NOTICE TO PERSON MAKING A DECLARATION FOR MENTAL HEALTH TREATMENT
This is an important legal document. It is a declaration that allows, or disallows, mental health treatment. Before signing this document, you should know that:
(1) this document allows you to make decisions in advance about three types of mental health treatment: psychoactive medication, convulsive therapy, and short-term (up to 17 days) admission to a mental health facility;
(2) the instructions that you include in this declaration will be followed only if a court or two physicians believe that you are incapable of otherwise making treatment decisions. Otherwise, you will be considered capable to give or withhold consent for treatment;
(3) you may also appoint a person as your attorney-in-fact to make these treatment decisions for you if you become incapable. The person you appoint has a duty to act consistently with your desires as stated in this document, or, if not state, to make decisions in accordance with what that person believes, in good faith, to be in your best interest. For the appointment to be effective, the person you appoint must accept the appointment in writing. The person also has the right to withdraw from acting as your attorney-in-fact at any time;
(4) this document will continue in effect for a period of three years, unless you become incapable of participating in mental health treatment decisions. If this occurs, the directive will continue in effect until you are no longer incapable;
(5) you have the right to revoke this document in whole or in part, or the appointment of an attorney-in-fact, at any time you have not been determined to be incapable.
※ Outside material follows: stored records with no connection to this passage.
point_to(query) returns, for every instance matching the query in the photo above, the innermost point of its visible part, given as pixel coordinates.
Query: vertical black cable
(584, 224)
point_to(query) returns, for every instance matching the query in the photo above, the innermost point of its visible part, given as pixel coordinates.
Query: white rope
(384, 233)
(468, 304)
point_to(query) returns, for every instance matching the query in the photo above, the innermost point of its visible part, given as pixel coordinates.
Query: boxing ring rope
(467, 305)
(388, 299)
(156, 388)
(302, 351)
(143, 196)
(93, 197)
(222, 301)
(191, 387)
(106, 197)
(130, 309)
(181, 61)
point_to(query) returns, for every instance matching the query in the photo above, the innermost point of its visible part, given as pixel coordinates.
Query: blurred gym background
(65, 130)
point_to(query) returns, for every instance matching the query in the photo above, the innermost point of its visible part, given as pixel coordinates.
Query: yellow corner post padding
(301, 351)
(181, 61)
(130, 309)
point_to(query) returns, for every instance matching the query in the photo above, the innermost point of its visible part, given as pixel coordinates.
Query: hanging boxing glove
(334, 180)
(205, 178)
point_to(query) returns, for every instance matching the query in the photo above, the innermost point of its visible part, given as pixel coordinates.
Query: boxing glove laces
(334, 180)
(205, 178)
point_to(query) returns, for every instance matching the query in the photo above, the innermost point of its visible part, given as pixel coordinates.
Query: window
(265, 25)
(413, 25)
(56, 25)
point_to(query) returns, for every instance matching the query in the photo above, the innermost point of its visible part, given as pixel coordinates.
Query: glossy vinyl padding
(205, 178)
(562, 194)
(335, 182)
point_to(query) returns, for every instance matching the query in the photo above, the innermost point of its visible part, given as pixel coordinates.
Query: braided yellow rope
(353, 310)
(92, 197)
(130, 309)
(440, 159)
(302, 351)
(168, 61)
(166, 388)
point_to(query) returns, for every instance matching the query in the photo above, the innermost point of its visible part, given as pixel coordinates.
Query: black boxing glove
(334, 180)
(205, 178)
YOU MAY NOT REVOKE THE DECLARATION OR APPOINTMENT WHEN YOU ARE CONSIDERED INCAPABLE BY A COURT OR TWO PHYSICIANS.
A revocation is effective when it is communicated to your attending physician or other provider, and
(6) if there is anything in this document that you do not understand, you should ask an attorney to explain it to you. This Declaration is not valid unless it is signed by two qualified witnesses who are personally known to you and who are present when you sign or acknowledge your signature.